The Inheritance Games (The Inheritance Games #1)(62)



Grayson. I couldn’t think beyond that. It wasn’t until Rebecca had left that I had realized she’d never gotten around to telling me what, specifically, she ought to have been warning me about.





CHAPTER 56


It was another three hours before Oren and his team cleared me to go back to Hawthorne House. I rode back in the ATV with three bodyguards.

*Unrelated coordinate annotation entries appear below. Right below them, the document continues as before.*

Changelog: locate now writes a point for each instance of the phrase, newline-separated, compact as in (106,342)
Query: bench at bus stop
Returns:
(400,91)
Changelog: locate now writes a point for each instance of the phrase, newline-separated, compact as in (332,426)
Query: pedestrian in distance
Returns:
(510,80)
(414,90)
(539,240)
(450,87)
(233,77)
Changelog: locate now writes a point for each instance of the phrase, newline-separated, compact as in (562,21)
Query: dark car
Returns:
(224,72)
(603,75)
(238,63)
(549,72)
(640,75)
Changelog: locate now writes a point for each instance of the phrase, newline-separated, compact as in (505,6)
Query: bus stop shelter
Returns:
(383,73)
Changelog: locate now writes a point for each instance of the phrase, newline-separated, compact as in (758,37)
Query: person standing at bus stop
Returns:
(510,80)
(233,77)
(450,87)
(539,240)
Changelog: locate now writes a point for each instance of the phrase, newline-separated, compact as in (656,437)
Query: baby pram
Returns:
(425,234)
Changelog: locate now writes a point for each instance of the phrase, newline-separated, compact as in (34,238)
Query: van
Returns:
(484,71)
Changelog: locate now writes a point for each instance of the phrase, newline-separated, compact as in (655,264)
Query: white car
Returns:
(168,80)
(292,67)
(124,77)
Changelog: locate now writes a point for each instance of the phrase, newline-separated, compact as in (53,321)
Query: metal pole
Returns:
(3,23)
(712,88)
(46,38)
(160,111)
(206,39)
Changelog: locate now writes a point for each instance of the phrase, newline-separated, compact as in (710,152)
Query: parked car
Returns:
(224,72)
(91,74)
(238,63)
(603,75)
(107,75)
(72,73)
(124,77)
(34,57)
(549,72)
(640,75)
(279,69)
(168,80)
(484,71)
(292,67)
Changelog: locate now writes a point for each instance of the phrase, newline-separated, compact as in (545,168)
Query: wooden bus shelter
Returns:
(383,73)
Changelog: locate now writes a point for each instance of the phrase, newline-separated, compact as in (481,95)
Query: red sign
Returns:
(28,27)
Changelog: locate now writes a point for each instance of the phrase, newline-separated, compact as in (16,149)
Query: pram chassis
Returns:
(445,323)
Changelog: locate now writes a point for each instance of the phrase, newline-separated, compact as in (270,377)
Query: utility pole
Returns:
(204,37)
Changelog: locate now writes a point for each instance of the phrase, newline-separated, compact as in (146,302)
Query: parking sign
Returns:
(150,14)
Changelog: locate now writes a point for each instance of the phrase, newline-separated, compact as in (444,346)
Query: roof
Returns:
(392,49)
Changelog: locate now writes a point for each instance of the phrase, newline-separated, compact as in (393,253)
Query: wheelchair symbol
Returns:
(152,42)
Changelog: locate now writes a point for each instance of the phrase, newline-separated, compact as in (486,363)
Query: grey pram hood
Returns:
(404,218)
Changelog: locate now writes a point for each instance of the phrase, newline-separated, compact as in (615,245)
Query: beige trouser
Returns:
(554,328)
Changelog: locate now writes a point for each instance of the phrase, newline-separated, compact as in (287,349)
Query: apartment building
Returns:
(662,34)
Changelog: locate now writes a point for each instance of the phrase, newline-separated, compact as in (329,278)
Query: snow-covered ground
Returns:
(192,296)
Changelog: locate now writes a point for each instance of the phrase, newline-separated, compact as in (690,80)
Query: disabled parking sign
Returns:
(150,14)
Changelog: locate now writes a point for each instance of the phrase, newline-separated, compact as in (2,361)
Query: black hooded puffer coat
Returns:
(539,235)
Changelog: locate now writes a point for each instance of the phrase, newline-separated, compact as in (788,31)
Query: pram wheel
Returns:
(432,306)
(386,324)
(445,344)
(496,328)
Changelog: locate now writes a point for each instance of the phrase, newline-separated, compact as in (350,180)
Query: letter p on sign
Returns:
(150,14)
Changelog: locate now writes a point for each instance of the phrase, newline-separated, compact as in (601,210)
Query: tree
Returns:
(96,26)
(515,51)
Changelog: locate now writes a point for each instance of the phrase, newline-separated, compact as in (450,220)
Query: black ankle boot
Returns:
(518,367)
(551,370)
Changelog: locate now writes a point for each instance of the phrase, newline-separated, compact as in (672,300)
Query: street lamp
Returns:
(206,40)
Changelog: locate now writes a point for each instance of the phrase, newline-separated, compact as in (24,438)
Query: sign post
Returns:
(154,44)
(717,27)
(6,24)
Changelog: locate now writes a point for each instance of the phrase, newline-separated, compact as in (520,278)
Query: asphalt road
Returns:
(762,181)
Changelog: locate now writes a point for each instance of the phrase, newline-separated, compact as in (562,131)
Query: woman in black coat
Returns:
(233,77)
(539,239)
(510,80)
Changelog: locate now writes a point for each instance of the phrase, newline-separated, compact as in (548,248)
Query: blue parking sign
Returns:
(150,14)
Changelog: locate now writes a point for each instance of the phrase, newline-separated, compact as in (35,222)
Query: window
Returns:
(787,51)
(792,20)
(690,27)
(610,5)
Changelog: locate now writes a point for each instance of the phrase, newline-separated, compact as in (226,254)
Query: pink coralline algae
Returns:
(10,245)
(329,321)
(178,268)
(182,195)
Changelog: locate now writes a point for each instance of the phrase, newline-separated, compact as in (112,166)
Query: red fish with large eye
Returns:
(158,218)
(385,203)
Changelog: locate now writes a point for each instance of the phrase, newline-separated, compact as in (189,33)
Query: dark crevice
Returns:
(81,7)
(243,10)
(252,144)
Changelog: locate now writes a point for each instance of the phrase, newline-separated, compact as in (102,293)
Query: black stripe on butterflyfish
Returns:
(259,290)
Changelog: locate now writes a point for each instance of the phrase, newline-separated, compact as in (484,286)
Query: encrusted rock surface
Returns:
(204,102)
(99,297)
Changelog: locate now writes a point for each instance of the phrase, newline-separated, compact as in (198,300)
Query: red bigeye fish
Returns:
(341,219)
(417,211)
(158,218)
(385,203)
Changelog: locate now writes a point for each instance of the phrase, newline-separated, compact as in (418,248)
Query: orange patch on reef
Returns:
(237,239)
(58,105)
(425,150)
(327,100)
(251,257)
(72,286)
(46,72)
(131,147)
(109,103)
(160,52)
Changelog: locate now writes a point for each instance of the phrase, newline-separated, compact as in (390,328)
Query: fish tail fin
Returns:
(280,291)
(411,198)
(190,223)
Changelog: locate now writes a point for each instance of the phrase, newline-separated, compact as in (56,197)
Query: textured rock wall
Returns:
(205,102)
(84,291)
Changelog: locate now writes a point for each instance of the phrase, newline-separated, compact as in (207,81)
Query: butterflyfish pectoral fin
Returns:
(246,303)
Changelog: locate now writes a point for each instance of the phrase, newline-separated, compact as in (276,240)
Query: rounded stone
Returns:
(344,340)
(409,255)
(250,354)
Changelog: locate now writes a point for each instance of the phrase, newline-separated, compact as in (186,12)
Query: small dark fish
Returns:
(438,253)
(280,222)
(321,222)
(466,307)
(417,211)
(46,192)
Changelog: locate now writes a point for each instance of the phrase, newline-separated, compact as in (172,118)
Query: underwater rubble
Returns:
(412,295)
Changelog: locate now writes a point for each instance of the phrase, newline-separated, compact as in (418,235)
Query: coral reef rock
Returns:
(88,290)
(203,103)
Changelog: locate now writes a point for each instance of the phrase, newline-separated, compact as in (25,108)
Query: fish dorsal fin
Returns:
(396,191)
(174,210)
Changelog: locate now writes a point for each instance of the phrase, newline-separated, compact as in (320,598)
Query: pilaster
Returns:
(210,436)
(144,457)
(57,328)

Oren was the only one who spoke. “Due in part to Hawthorne House’s extensive network of security cameras, my team was able to track and verify locations and alibis for all members of the Hawthorne family, as well as Ms. Thea Calligaris.”

They have alibis. Grayson has an alibi. I felt a rush of relief, but a moment later, my chest tightened. “What about Constantine?” I asked. Technically, he wasn’t a Hawthorne.

“Clear,” Oren told me. “He did not personally wield that gun.”

Personally. Reading between those lines shook me. “But he might have hired someone?” Any of them might have, I realized. I could hear Grayson telling me that there would always be people tripping over themselves to do favors for his family.

“I know a forensic investigator,” Oren said evenly. “He works alongside an equally skilled hacker. They’ll take a deep dive into everyone’s finances and cell phone records. In the meantime, my team is going to focus on the staff.”

I swallowed. I hadn’t even met most of the staff. I didn’t know exactly how many of them there were, or who might have had opportunity—or motive. “The entire staff?” I asked Oren. “Including the Laughlins?” They’d been kind to me after I’d emerged from washing up, but right now I couldn’t afford to trust my gut—or Oren’s.

“They’re clear,” Oren told me. “Mr. Laughlin was at the House during the shooting, and security footage confirms Mrs. Laughlin was at the cottage.”

“What about Rebecca?” I asked. She’d left the estate right after talking to me.

I could see Oren wanting to say that Rebecca wasn’t a threat, but he didn’t. “No stone will be left unturned,” he promised. “But I do know that the Laughlin girls never learned to shoot. Mr. Laughlin wasn’t even allowed to keep a gun at the cottage when they were present.”

“Who else was on the premises today?” I asked.

“Pool maintenance, a sound technician working on upgrades in the theater, a massage therapist, and one of the cleaning staff.”

I committed that list to memory, then my mouth went dry. “Which cleaning staff?”

“Melissa Vincent.”

The name meant nothing to me—until it did. “Mellie?”

Oren’s eyes narrowed. “You know her?”

I thought of the moment she’d seen Nash outside Libby’s room.

“Something I should know?” Oren asked—and it wasn’t really a question. I told him what Alisa had said about Mellie and Nash, what I’d seen in Libby’s room, what Mellie had seen. And then we pulled up to Hawthorne House, and I saw Alisa.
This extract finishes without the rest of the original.